= The Liberty Bell (march) =

"The Liberty Bell" (1893) is an American military march composed by John Philip Sousa. The march's title was inspired by the spectacle "America", where a backdrop depicting Liberty Bell was lowered. The march was originally written for Sousa's uncompleted operetta "The Devil's Deputy". The march was played at 5 of the last 7 United States presidential inaugurations, and was also notably used as the opening theme for Monty Python's Flying Circus.

American military march composed by John Philip Sousa

== History ==
"The Liberty Bell", at the time a new composition as yet untitled, was written for Sousa's unfinished operetta "The Devil's Deputy" before financing for the show fell through. Shortly afterwards, while attending the Columbian Exposition in Chicago, Sousa and his band manager George Hinton watched the spectacle "America", in which a backdrop depicting the Liberty Bell was lowered. Hinton suggested "The Liberty Bell" for the title of Sousa's unnamed march.
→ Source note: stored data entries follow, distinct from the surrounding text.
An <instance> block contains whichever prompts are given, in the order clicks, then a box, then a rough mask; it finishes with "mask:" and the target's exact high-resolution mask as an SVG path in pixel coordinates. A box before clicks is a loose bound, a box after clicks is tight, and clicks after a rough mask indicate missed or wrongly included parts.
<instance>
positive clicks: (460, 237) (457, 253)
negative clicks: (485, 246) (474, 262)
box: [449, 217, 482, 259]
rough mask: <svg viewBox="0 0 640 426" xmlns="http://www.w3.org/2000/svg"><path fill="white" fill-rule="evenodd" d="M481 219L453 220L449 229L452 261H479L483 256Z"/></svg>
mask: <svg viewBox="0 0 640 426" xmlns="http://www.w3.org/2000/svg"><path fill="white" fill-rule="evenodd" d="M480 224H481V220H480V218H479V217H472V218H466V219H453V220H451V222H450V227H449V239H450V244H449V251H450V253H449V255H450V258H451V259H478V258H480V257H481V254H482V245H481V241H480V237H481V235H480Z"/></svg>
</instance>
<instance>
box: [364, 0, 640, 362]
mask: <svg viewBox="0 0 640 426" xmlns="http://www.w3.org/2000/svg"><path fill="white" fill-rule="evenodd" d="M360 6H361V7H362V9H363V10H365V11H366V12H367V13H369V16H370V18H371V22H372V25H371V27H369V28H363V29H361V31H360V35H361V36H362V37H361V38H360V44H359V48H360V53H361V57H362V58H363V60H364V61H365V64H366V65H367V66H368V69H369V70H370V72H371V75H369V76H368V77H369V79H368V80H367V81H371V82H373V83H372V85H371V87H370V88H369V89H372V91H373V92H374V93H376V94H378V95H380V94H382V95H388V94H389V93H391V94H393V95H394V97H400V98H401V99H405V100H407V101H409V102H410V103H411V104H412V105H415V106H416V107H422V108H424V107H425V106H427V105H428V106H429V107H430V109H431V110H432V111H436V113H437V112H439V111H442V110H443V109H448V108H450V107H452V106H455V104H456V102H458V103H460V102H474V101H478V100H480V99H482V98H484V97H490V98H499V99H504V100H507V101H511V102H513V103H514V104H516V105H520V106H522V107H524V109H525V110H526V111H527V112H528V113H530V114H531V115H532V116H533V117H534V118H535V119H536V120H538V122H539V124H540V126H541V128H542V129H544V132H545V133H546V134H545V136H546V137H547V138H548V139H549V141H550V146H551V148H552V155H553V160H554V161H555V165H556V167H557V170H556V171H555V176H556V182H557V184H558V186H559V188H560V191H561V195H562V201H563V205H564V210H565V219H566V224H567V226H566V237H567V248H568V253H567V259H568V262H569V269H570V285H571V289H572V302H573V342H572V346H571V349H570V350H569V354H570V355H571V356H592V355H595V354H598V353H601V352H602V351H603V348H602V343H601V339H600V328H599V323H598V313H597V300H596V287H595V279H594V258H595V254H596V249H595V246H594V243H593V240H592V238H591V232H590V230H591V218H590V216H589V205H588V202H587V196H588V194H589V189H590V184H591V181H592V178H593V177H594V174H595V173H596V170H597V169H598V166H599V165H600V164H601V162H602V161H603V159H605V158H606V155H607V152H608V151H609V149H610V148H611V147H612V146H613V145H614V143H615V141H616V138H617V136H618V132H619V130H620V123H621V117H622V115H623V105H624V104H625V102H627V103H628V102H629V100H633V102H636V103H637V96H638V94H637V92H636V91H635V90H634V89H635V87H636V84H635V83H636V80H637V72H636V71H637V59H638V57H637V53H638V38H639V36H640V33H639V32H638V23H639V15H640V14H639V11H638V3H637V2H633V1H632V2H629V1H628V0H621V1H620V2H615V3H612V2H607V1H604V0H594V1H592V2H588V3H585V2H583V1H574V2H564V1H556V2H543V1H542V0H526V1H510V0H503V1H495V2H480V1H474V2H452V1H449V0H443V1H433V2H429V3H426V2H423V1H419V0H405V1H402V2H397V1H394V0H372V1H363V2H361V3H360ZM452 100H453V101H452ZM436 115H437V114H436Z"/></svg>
Coincidentally, Sousa received a letter from his wife saying their son had marched in a parade in honor of the Liberty Bell. Sousa agreed, and he sold "The Liberty Bell" sheet music to the John Church Company for publication; the new march was an immediate success. The march is played as part of an exhibit in the Liberty Bell Center.

The United States Marine Band has played "The Liberty Bell" march at five of the last seven presidential inaugurations: the 1993 inauguration of President Bill Clinton, the 2005 inauguration of President George W. Bush, the 2009 and 2013 inaugurations of President Barack Obama, and the 2017 and 2025 inaugurations of President Donald Trump.

The ship's bell from the , a World War II Liberty ship, is housed at the Marine Barracks and is used by The President's Own in select performances of the march.

"The Liberty Bell" is also the official march of the Canadian Forces Public Affairs Branch.

== Composition ==
The march follows Sousa's "extended" trio form: "HEAD (intro, 1st strain, 2nd strain), TRIO (trio A), interlude, Triumphal return (trio B + final trio)", which since the Liberty Bell has become a standard for military marches. The trio uses tubular bells to symbolize the Liberty Bell ringing.

== Instrumentation ==

The march is scored for 2 flutes, 2 oboes, 2 clarinets, 2 bassoons, 4 horns, 2 trumpets, 3 trombones, tuba, timpani, cymbals, bass drum, snare drum, and strings.

The bell used by The President's Own when performing the march is the ship's bell cast for the Liberty Ship John Philip Sousa in World War II.

== Use in Monty Python's Flying Circus ==
A version of the march, performed by the Band of the Grenadier Guards and published in 1967, was used as the opening theme of the British TV comedy program Monty Python's Flying Circus (1969–1974). Cast member Terry Gilliam, the only American member of the troupe, argued for the use of "The Liberty Bell" because it had fallen into the public domain by that time and could thus be used without the need to pay royalties. He has said the piece was chosen because the troupe thought it would not be associated with the program's content, and that the first bell strike and subsequent melody would give the impression of getting "straight down to business."

The Monty Python mode of presenting the tune was with a single strike of the bell, lifted from the third section and increased in volume, followed by a strain of each of the first two sections, followed by the famous stomping foot animation and a noticeably flatulent "splat" sound reminiscent of a whoopee cushion (the first 13 episodes used a "raspberry"). At the end of the film Monty Python Live at the Hollywood Bowl, the entire march was played over the closing credits.

== Other uses ==

NASA played the march as wake-up calls for two Space Shuttle missions: STS-61-C on January 12–18, 1986, and STS-63 on February 3–11, 1995.

SpaceX used the march as background music for their video How Not to Land an Orbital Rocket Booster, a compilation of failed rocket landings to celebrate their attempts to develop reusable orbital launch vehicles.